Pero uno prefiere centrarse en el cine del siglo XXI, por aquello de validar la vigencia de los planteamientos de Murnau, Mayer, Freund & Reinhardt y Bergman, Nykvist & Strindberg –qué dos equipazos–. Hay mucho y buen cine de cámara en Deseando amar (Kar-Wai), Puedes contar conmigo (Lonergan), La habitación del hijo (Moretti), La pianista (Haneke), Dogville (Von Trier), Antes del atardecer (Linklater), Reencarnación (Glazer), El tiempo que queda (Ozon), Old joy (Reichardt), 35 tragos de ron (Denis), Still walking (Koreeda), Two lovers (Gray), Bright star (Campion), Weekend (Haigh), The master (Anderson), Camille Claudel 1915 (Dumont), Stoker (Chan-Wook), Fuerza mayor (Östlund), Loreak (Garaño y Goenaga), Viaje a Sils Maria (Assayas), Una segunda madre (Muylaert), El viajante (Farhadi), La muerte de Luis XIV (Serra), Amante por un día (Garrel), La favorita (Lanthimos), Beanpole (Balagov), El faro (Eggers), Retrato de una mujer en llamas (Sciamma), The Souvenir (Hogg)… Una lista parcial, subjetiva y discutible, como todas, planteada con la sola pretensión de invitar al lector a pensar qué otros títulos exprimen esa esencialidad que parece el denominador común en el cine de cámara.
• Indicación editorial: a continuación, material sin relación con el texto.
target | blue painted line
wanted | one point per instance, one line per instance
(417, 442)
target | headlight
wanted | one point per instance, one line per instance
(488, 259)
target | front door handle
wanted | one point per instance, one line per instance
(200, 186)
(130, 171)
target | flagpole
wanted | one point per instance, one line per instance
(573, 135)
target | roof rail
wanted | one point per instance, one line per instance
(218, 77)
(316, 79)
Se habrá notado que este inventario se ciñe al drama, género de las dos películas en las que he basado el artículo, pero me gustaría pensar que el confinamiento no solo produce dramatismo. Con suerte, los espacios cerrados podrán darnos, al menos, unas cuantas buenas ideas para cuando salgamos de esta y tengamos ganas de trascender.